Da sie ein digitales Brettspiel entwickeln wollten, konnten sie einige Elemente umsetzen, die bei klassischen Vertretern nicht möglich waren. Hierzu gehört zum Beispiel die Stealth-Mechanik, also eine Funktion, mit der der Charakter förmlich unsichtbar wird. Auch animierte Helden (in 3D) und animierte Spielkarten, die die abstrakt wirkende Welt veranschaulichen sollen, fallen in diese Kategorie. Das dynamische Questsystem hätte als Brettspiel in dieser Form ebenfalls nicht funktioniert, schließlich könne man seine eigenen Geschichten in Mehrspieler-Partien erleben, meinten die Entwickler. Andererseits war es wichtig, die klassischen Brettspiel-Elemente wie "mit einem Würfel würfeln", "Spielkarten", "Spielfiguren" und das "Ziehen von Karten" einzubauen, damit man es klar als ein Brettspiel identifizieren kann. Manche Betatester hätten sich gar gewundert, dass im Spiel gewürfelt werde. Zudem ließen die Entwickler durchblicken, dass sie nicht wollten, dass die Spieler zu weit auszoomen, um möglichst viel vom Spielfeld zu sehen. Daher haben sie versucht, die maximale Kameraentfernung durch Wolken und einen pfeifenden Wind-Sound möglichst "ungemütlich" zu gestalten.

Bei dem phrasenbasierten Chatsystem haben sie sich gegen einen klassischen Chat entschieden, weil der Tonfall in PvP-Spielen zumeist eher feindselig ist.
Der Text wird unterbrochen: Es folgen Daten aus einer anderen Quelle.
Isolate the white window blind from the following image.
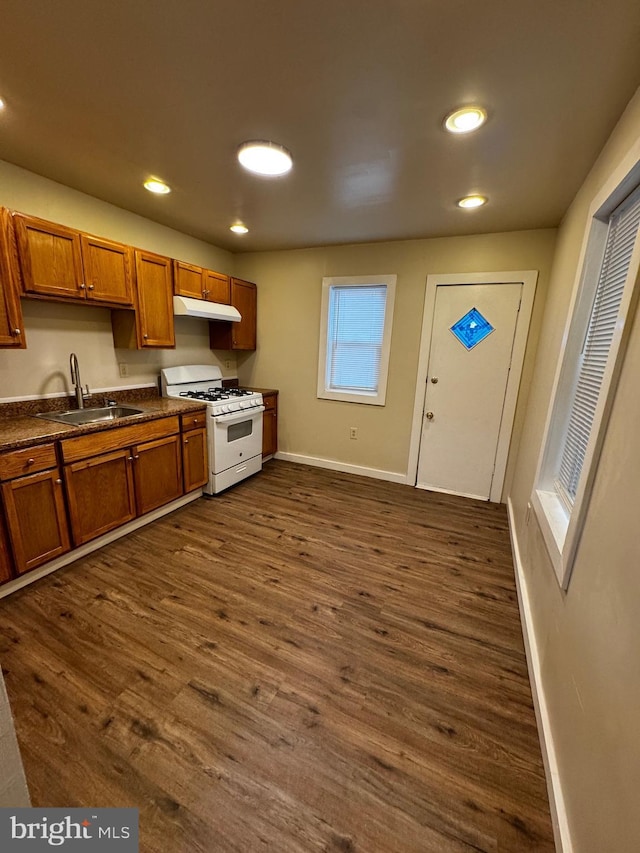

Sie ließen sich u.a. von Hearthstone und einigen vorgegebenen Begriffen zum Chatten inspirieren. Last but not least merkten sie an, dass "Imbalance" (Unausgewogenheit) prinzipiell nicht schlecht sei. So seien zum Beispiel die unterschiedlichen Siegbedingungen nicht alle gleich schwer zu erreichen - und das sei auch gut so, zumal die Spieler ohnehin auf Karten-Kombinationsmöglichkeiten kommen würden, die sie - bei League of Geeks - selbst jetzt noch überraschen würden.